We finished work early, again. My bank account may like it, but my other work liked it.
I walked over to the sheriff's without blowing my knee and in time to catch the 1 pm bus back from there.
That put me back here around 2 pm. I called about my doctor for the second time yesterday. No call back.
I went to work on “The Dead and Dying”. I found my reworking the opening of “The Sloe Gin Effect”. I think that improved the story. I skimmed over it and had to wonder if my I dreamed my early edits. I find myself adding to “Theresa Pressley”, which is acting now as a thread story. Some additions are because it is now being threaded around the other stories and also due to seeing places that need shoring up. I talked to KH about this yesterday. At least he did not say I was nuts.
My niece said she would call last night. She did not. This I am used to - being talked to only when I am useful.
I downloaded more music. Enough to crash my browser.
A rejection which does not shock:
We appreciate the opportunity to read your work, but unfortunately "Second Chances, Last Chances" was not a right fit for Hudson Review.
Thank you for trying us.
Sincerely,
The Editors of Hudson Review
This is my story about depression and an attempted suicide. Not a very upbeat story.
I omitted this report last night, Instead, I finished read Roberto Bolano's The Spirit of Science Fiction (1984). I am embarrassed to report how long it took me to read this short novel. Which I did like — I found its tone wistful, its chapters of letters written to American science fiction writers trying to get to stop North America from warring on Latin America amusing, charming. I understand it was written in 1984, published after Bolano's death, and is probably not a major work. The Guardian review reads in part:
The Spirit of Science Fiction is one of Bolaño’s earliest books, written in 1984. Whereas other early novels – Woes of the True Policeman, Monsieur Pain and The Skating Rink – point towards the genre-bending plasticity of 2666, The Spirit of Science Fiction is clearly a rehearsal for the Beat-ish Künstlerroman of The Savage Detectives. It tells the story of two young, aspiring authors in Mexico City, Jan and Remo, the former a near-hermit who writes letters to the leading science-fiction authors of his day, the latter a garrulous boy on the make in a city mad about poetry. The passages about the boys and their glamorous friend José Arco are intercut with a long, dreary interview in which a successful author recounts his time at “The Potato Academy” and a series of bizarre and increasingly tedious dreams.

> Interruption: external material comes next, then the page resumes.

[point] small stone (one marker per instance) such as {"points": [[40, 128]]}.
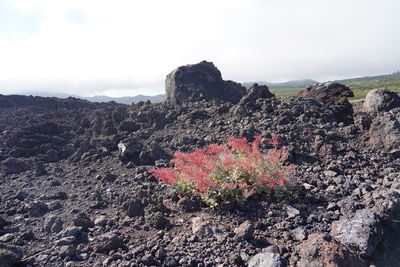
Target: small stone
{"points": [[299, 233], [292, 212], [330, 173], [67, 251], [10, 255], [244, 230], [101, 221]]}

It’s easy to see why this novel was never published in Bolaño’s lifetime. It’s a rambling, dispiriting mess, symptomatic of the way publishers have dredged up substandard work from this great writer’s past in the hope that it might catch some of the reflected glory of his two great novels. Let us hope The Spirit of Science Fiction is the last of these tawdry outtakes that can only serve to diminish the legacy of one of the most remarkable literary voices of the past 50 years.
Some other readings from the past two days:
What Should Be the Goal of U.S. Industrial Strategy?
Betting on ‘The Farm’: Hemingway and Miró
I need to see the attorney today about dad's trust. The plan is to spend the night, again, with “The Dead and the Dying”. Work beckons.